Various Artists: Gilles Peterson Digs America: Brownswood U.S.A.

Various Artists: Gilles Peterson Digs America: Brownswood U.S.A.

Record stores are stuffed with glorified homemade mix CDs, assembled by rock stars and DJs and packaged up nicely by independent labels looking to trade on a famous name. But not every DJ can be Gilles Peterson, a crate-digger supreme whose dual claims to fame are co-founding the Acid Jazz dance music label and hosting a weekly BBC Radio show. Peterson's famous for finding amazing records that few have heard—and even fewer remember—and assembling them into a kind of alternate history of popular music.

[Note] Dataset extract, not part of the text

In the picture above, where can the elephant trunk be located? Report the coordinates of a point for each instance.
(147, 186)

The compilation Gilles Peterson Digs America: Brownswood U.S.A. brings together some of the songs that Peterson plays in the "Brownswood Basement" portion of his show: American jazz and R&B tracks that have never appeared on CD before now. It's not that Peterson has discovered great songs that should've been monster hits. It's more that a song like Darondo's sensual soul ballad "Didn't I"—with its semi-awkward mix of slowed-down funk guitar, see-saw organ, intermittent flute and strings, and cooing vocals—helps explain what was great about early '70s soul in the first place. Peterson recognizes Darondo's earnest evocation of the mood of urban radio, in an era where the reclamation of Afro roots music warred with the old-fashioned desire to craft a killer make-out cut.

Other impossibly fine Digs America tracks include Lonnie Hewlett's voodoo-gumbo jazz chant "Ya Ya Cha Cha," Jon Lucien's sweeping, string-saturated "Search For The Inner Self," Bobby Cole's percussive, joyful piano piece "A Perfect Day," Baaska & Scavelli's brief, skewed avant-showtune "Get Off The Ground," and Caroline Peyton's warm, free-roaming, Joni Mitchell-styled ballad "Just As We." Peterson's mix leans heavy on syncopation, pounding piano, smooth voices and fearless orchestration. It's the collective sound of American music rediscovering itself in the wake of the rock revolution, and finding something passionate and real in every wing of pop, from the roadhouse to the concert hall to the airport lounge.